The basic difference in these plans is related to their designated purpose. The 529 plan was introduced specifically to pay for a child’s educational expenses (including tuition, books, room and board), whether applied to K-12 schooling or college/postgraduate education. In contrast, UTMA and UGMA accounts are not simply educational savings plans; they can be used for any child’s expense, including education.
One large difference between the two plan types is freedom in how you invest. In a 529 plan, you are locked into that particular plan’s investment, like a preselected mutual fund. Different state 529 plans will utilize different preselected investment portfolios, and you may choose any state plan you wish. On the other hand, you have full freedom to purchase any stock, mutual fund, or other security if you choose a UTMA or UGMA plan.

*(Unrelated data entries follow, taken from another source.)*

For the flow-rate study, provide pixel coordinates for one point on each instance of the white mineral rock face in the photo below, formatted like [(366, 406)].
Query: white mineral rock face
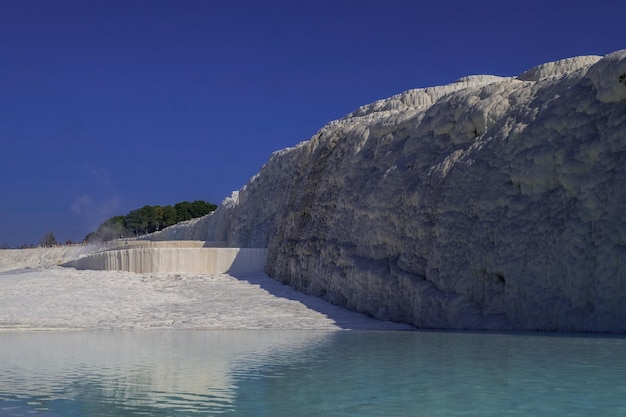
[(489, 203)]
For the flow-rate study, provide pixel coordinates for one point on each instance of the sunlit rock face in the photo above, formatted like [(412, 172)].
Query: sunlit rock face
[(489, 203)]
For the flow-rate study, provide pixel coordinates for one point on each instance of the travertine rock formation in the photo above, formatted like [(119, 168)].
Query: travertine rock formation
[(489, 203)]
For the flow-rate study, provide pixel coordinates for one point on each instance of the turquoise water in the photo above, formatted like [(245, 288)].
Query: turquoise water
[(310, 373)]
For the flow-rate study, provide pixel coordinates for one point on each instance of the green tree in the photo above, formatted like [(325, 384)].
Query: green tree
[(169, 216), (48, 240)]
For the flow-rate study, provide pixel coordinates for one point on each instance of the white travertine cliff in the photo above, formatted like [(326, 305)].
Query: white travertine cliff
[(189, 257), (489, 203)]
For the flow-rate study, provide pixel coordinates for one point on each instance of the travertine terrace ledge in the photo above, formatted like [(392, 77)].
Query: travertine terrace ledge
[(194, 257)]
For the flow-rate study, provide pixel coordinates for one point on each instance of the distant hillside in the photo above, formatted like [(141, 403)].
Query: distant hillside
[(149, 219)]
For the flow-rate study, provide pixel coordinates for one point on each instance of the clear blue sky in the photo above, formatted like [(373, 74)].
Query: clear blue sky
[(107, 106)]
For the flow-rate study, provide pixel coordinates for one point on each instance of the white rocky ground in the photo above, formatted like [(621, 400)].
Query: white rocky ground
[(490, 203), (38, 294)]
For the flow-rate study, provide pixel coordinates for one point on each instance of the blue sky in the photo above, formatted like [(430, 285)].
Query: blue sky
[(107, 106)]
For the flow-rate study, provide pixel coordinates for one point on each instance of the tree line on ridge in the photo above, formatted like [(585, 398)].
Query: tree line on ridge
[(149, 219)]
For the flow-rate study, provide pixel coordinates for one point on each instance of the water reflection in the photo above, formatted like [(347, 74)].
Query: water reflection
[(287, 373), (130, 373)]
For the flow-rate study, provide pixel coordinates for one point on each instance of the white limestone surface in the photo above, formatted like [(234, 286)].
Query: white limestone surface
[(194, 260), (35, 294), (488, 203)]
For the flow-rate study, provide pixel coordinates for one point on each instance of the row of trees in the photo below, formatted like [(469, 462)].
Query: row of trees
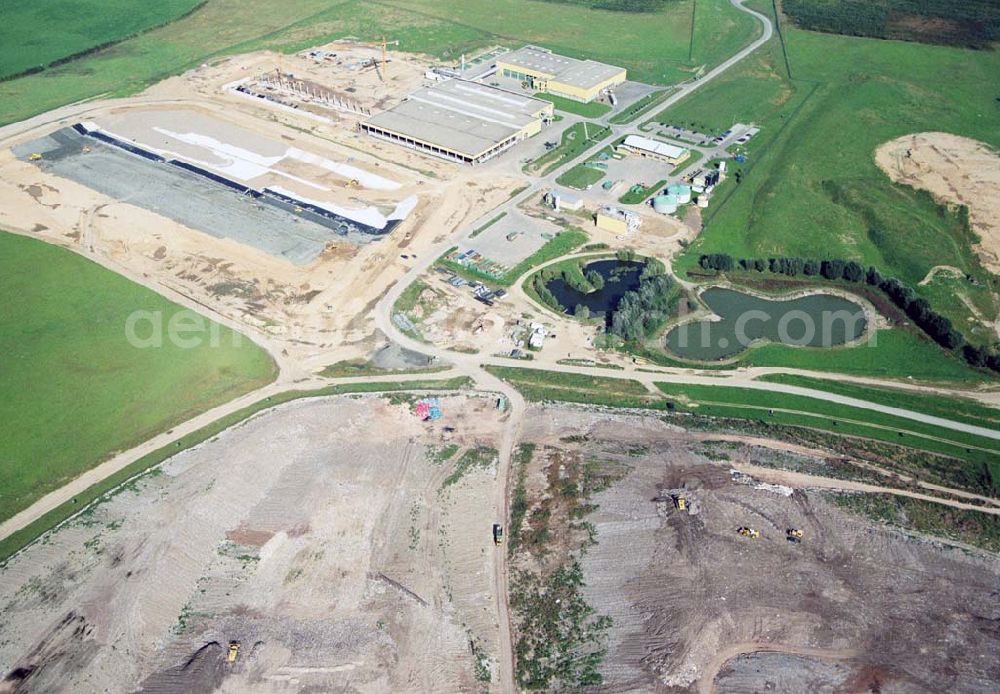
[(918, 309), (643, 310)]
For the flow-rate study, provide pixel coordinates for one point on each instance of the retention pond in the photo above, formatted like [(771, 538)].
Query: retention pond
[(619, 277)]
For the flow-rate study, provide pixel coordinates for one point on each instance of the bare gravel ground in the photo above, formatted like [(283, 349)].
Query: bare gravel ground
[(855, 607), (317, 534)]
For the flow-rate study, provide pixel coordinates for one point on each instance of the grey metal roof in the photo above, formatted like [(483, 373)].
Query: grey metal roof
[(578, 73), (461, 116)]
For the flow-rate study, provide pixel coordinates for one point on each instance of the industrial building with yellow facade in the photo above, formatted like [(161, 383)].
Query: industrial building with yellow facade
[(460, 121), (542, 70)]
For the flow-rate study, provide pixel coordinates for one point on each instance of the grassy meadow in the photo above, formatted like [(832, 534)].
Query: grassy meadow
[(74, 389), (35, 34)]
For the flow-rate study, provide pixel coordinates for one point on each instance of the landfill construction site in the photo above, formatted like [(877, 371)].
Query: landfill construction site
[(341, 558), (359, 557), (275, 213), (394, 512), (716, 580)]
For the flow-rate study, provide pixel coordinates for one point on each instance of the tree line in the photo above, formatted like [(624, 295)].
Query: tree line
[(937, 327), (971, 23)]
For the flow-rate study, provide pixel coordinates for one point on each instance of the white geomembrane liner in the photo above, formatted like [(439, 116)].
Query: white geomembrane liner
[(363, 215)]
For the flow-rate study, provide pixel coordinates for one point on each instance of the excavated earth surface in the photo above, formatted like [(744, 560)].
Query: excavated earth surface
[(856, 607)]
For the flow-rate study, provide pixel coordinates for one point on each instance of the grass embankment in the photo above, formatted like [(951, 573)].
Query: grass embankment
[(563, 243), (969, 527), (109, 486), (590, 110), (800, 410), (576, 139), (639, 107), (810, 187), (957, 409), (743, 403), (76, 389)]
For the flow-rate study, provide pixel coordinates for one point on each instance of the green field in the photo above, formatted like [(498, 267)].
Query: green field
[(75, 390), (799, 410), (761, 406), (810, 187), (590, 110), (662, 47), (36, 34), (958, 409), (580, 177)]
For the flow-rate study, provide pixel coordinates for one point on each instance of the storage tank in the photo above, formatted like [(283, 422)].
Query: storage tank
[(665, 204), (681, 192)]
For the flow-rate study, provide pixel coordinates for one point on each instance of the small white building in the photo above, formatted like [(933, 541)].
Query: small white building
[(654, 149)]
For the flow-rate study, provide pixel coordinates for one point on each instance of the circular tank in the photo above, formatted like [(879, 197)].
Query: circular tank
[(665, 204), (681, 192)]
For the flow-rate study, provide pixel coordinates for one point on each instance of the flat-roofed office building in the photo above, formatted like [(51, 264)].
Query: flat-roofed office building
[(545, 71), (460, 121)]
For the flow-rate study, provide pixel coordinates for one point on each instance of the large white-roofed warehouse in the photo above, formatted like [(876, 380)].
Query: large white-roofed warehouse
[(545, 71), (461, 121)]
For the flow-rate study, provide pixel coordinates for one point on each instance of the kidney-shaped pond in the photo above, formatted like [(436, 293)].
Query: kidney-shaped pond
[(620, 277), (816, 320)]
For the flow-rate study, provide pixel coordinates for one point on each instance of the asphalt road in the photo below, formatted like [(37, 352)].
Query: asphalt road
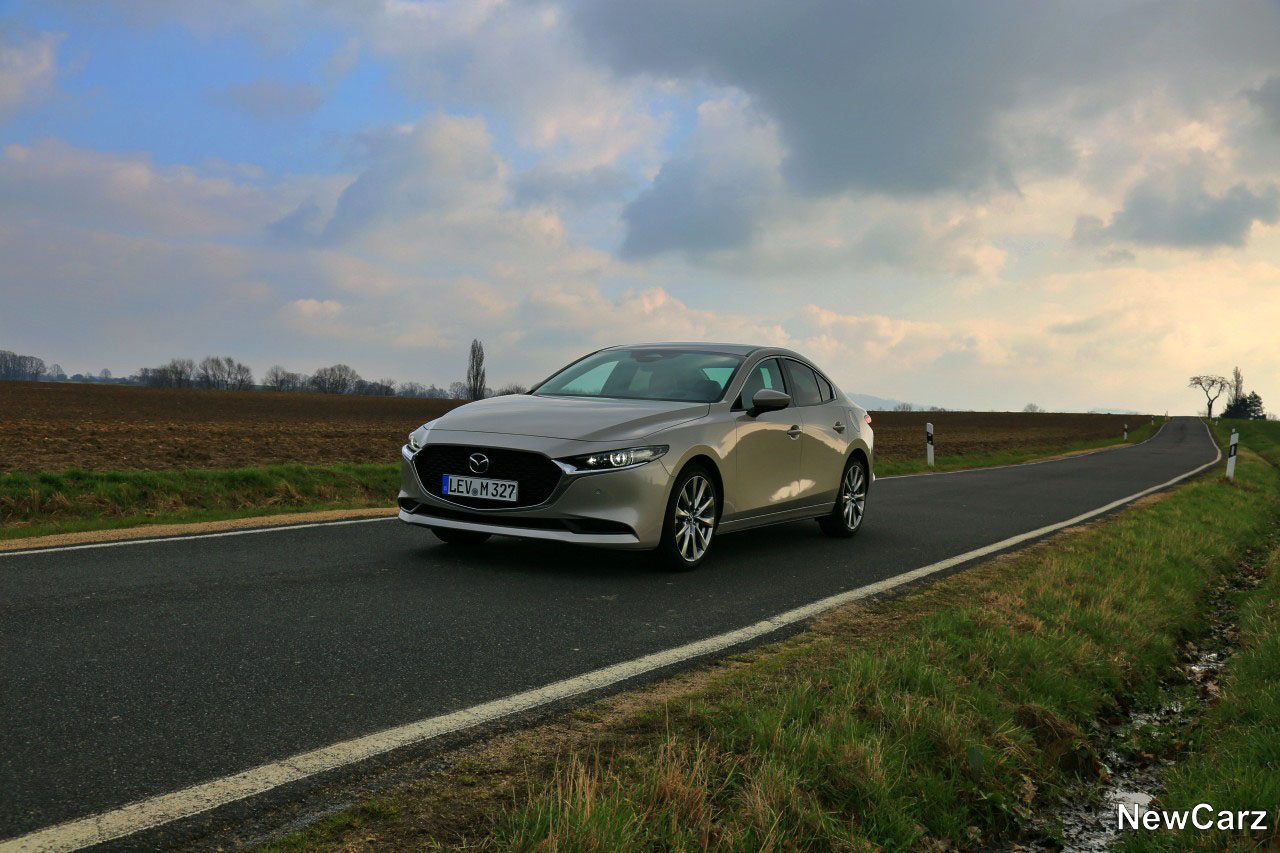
[(137, 670)]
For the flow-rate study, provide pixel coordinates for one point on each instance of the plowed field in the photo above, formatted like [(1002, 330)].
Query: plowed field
[(58, 425)]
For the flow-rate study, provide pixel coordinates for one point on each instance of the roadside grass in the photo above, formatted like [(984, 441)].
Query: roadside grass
[(1233, 760), (72, 501), (76, 500), (888, 466), (1234, 753), (1262, 437), (941, 719)]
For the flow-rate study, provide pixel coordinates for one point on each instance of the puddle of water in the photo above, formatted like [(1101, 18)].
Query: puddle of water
[(1091, 819)]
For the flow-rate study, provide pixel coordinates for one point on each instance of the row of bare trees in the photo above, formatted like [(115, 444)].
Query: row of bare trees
[(224, 373), (220, 373)]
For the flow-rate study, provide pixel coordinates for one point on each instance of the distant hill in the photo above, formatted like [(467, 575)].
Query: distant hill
[(872, 402)]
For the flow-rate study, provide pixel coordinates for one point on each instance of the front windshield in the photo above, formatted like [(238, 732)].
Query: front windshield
[(645, 374)]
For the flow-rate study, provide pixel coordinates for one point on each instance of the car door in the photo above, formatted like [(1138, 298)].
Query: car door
[(767, 450), (823, 434)]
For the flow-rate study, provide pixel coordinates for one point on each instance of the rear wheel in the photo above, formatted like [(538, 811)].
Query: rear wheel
[(690, 523), (453, 536), (846, 518)]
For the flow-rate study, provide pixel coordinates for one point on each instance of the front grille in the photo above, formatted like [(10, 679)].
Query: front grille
[(535, 473), (572, 525)]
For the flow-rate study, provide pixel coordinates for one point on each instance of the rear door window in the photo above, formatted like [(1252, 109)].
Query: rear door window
[(767, 374), (804, 384)]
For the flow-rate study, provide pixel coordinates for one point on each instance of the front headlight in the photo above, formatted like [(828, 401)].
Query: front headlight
[(613, 460)]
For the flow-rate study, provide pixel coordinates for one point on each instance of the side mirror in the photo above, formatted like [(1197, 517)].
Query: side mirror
[(768, 400)]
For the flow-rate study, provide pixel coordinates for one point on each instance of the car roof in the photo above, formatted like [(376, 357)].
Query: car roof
[(699, 346)]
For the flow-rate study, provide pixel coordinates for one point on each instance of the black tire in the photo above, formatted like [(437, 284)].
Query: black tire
[(456, 537), (846, 516), (686, 539)]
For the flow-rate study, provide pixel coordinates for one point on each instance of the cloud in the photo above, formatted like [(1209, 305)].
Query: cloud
[(905, 96), (266, 99), (55, 182), (576, 188), (27, 71), (1266, 99), (1175, 209), (440, 164)]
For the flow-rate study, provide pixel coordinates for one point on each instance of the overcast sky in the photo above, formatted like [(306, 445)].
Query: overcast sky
[(963, 204)]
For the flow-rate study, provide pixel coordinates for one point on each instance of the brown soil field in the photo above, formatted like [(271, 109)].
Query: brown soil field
[(51, 427), (900, 434), (58, 425)]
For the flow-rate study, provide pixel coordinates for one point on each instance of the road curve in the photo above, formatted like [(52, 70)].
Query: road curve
[(147, 667)]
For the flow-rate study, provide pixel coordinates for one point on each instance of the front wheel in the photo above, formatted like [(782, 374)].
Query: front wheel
[(452, 536), (846, 518), (690, 521)]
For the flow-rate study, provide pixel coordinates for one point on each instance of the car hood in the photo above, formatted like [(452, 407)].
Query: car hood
[(572, 418)]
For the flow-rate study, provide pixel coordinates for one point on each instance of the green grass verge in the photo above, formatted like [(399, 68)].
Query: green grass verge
[(1235, 748), (1262, 437), (1014, 456), (76, 500), (942, 719), (1234, 752)]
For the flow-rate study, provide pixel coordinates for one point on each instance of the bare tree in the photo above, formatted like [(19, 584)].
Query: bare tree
[(19, 366), (337, 379), (513, 388), (475, 372), (277, 378), (419, 389), (1212, 387)]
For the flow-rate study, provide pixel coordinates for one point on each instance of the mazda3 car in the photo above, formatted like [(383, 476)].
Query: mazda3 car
[(656, 446)]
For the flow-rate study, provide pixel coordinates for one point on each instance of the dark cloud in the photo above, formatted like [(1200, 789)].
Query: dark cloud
[(1176, 210), (1266, 97), (688, 210), (443, 163), (268, 99), (300, 226), (577, 188), (910, 97)]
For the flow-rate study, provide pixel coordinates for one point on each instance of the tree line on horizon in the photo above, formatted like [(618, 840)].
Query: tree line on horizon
[(224, 373)]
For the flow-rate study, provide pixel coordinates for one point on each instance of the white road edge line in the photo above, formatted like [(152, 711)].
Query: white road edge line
[(193, 536), (1034, 461), (155, 811)]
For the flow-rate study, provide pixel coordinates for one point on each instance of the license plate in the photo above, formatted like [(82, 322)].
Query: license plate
[(481, 488)]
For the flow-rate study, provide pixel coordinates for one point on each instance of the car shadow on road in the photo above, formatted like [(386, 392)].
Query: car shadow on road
[(503, 555)]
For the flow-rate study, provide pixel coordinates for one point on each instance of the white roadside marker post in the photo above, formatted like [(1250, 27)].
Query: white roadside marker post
[(1230, 456)]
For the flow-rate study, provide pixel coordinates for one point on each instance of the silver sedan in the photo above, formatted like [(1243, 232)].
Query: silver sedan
[(652, 446)]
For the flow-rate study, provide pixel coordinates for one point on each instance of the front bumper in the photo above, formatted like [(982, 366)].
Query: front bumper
[(606, 509)]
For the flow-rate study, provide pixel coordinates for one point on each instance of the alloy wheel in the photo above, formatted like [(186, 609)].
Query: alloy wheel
[(695, 518), (853, 496)]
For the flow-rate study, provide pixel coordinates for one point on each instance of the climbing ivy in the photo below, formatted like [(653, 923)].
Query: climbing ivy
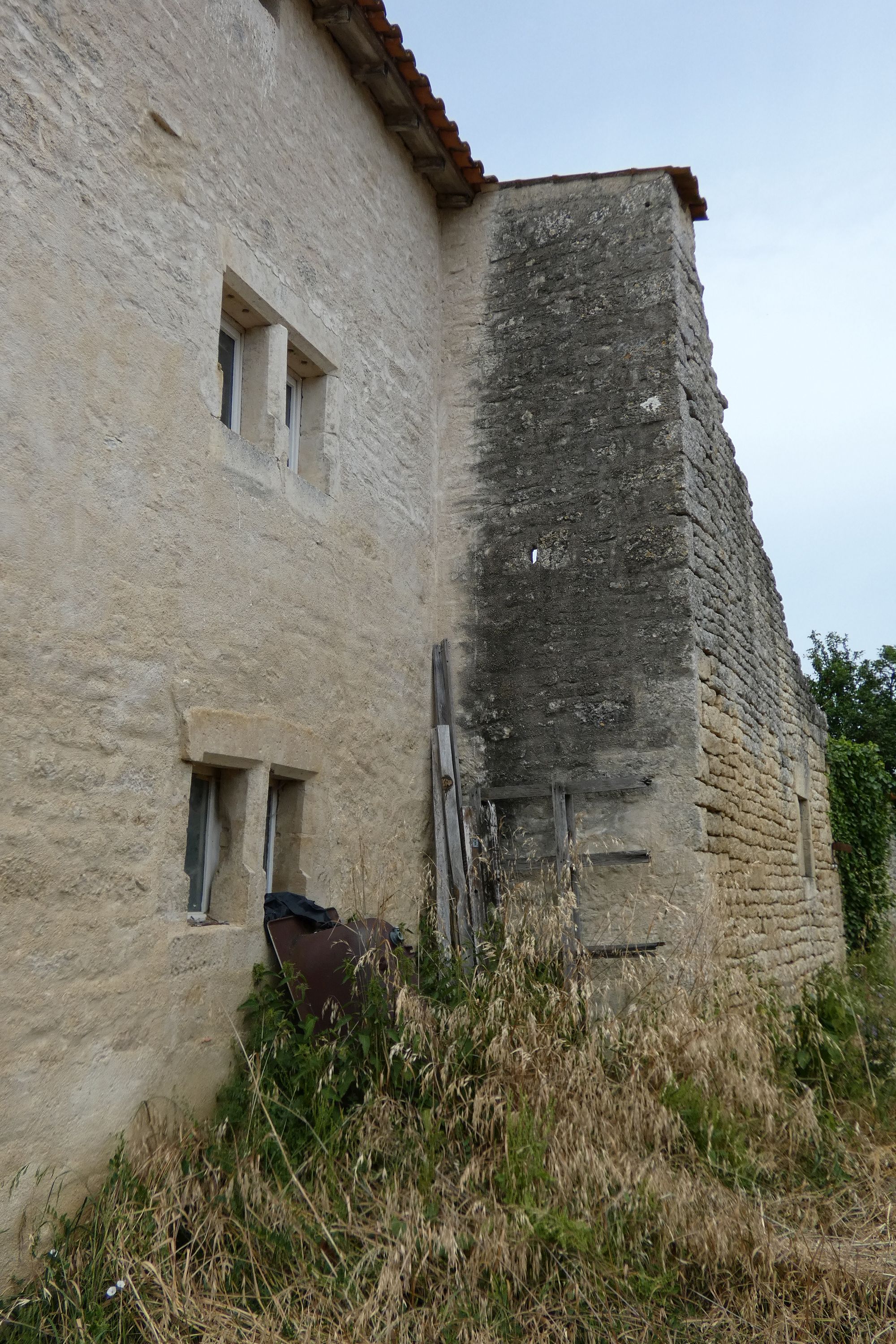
[(862, 816)]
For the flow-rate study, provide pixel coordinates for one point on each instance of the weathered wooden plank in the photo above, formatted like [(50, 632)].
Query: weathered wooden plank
[(574, 870), (517, 792), (443, 875), (598, 858), (439, 685), (493, 853), (450, 721), (625, 949), (454, 842), (603, 858), (560, 835), (474, 879)]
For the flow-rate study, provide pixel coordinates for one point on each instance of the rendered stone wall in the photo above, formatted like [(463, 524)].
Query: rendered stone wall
[(155, 562), (582, 421)]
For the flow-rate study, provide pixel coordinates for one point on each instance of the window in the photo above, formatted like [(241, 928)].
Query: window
[(284, 835), (293, 418), (806, 866), (203, 840), (230, 359), (271, 831)]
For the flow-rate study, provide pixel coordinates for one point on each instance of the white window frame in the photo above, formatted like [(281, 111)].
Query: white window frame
[(211, 844), (271, 834), (295, 421), (237, 401)]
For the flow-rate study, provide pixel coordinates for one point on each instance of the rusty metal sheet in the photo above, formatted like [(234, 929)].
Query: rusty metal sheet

In terms of tax benefits, contributions made into a 529 plan may offer state income tax deductions (depending on the state) but no federal credits. However, money accumulating in the account is not subject to tax, nor is it taxable upon withdrawal, when used for qualified educational expenses. UTMA and UGMA contributions are not tax deductible, and investment gains may also be subject to tax.
In terms of future taxation, the 529 and UTMA/UGMA plans are subject to gift tax rules. For example, you can distribute up to $15,000 per year per child from a 529 plan without triggering the gift tax. Anything beyond that threshold is taxable. A special provision allows a lump-sum contribution of up to $75,000 per beneficiary, which can be spread over five years, without requiring a gift tax payment. For UTMA and UGMA accounts, there is no distribution amount that is shielded from the gift tax.
Who Owns the Plan?
An important consideration is the custodial status of the UTMA and UGMA plans. As custodian, you own and manage the account until the child reaches age 18 or 21, depending on individual state rules. After that, the child owns the account and can make purchases for any purpose. Under a 529 account, you own the account indefinitely and can even decide to change the name of the beneficiary.
Here’s an interesting and important distinction. When it comes to determining a child’s request for financial aid from an educational institution, 529 plan assets or distributions are not considered owned by the child. However, assets in an UTMA or UGMA account are, and this can have implications on that child’s eligibility for financial aid.